La notion de subjectivation semble être, à première vue, particulièrement vulnérable à la critique en raison de son manque apparent de clarté et de distinction, voire de sa surdétermination. Mais du fait des acquis des sciences sociales, des théories de l’action ainsi que de la philosophie du langage et de l’esprit, c’est désormais l’une des plus bouleversées et il n’est plus possible, aujourd’hui, de penser la question dans les termes des vieux dualismes : l’explication causale ou l’intelligibilité rationnelle, le sujet ou l’individu, l’histoire individuelle ou l’histoire collective. Il n'est donc pas étonnant que cette notion épouse les enjeux épistémologiques et méthodologiques abordés par les historiens, les philosophes et les sociologues contemporains.

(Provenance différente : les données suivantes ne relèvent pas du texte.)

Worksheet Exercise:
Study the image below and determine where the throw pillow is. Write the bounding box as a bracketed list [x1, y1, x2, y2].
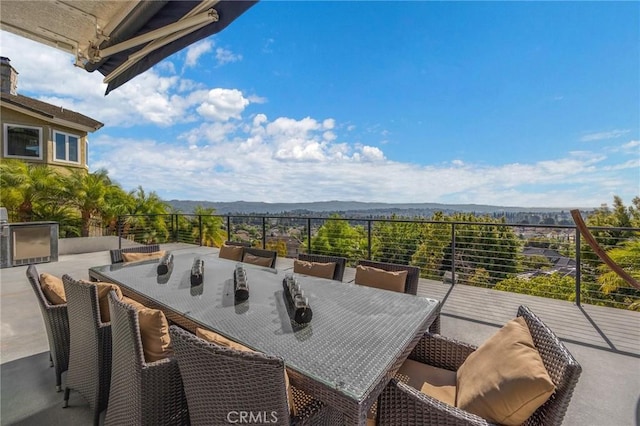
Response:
[456, 317, 555, 425]
[40, 272, 67, 305]
[293, 259, 336, 280]
[355, 265, 407, 293]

On notera d’abord la promotion progressive de ces nouveaux « objets » dont les recherches actuelles font grand cas et qui renouvellent profondément les rapports entre macro- ou microhistoire. Les concepts de singularité, de témoignage interne, d’individuation, de récit de soi, de reconnaissance, de visibilité élargissent la sphère de l’enquête historique et définissent de nouveaux lieux d’intelligibilité, par exemple au sein des espaces de marginalité et de subalternité, grâce à la médiation de la figure du porte-parole. Qui plus est, au titre d’une approche généalogique de la relation de l’individu à la société, l’histoire des savoirs et des concepts accorde à ces objets une part de plus en plus importante dans ses descriptions discursives.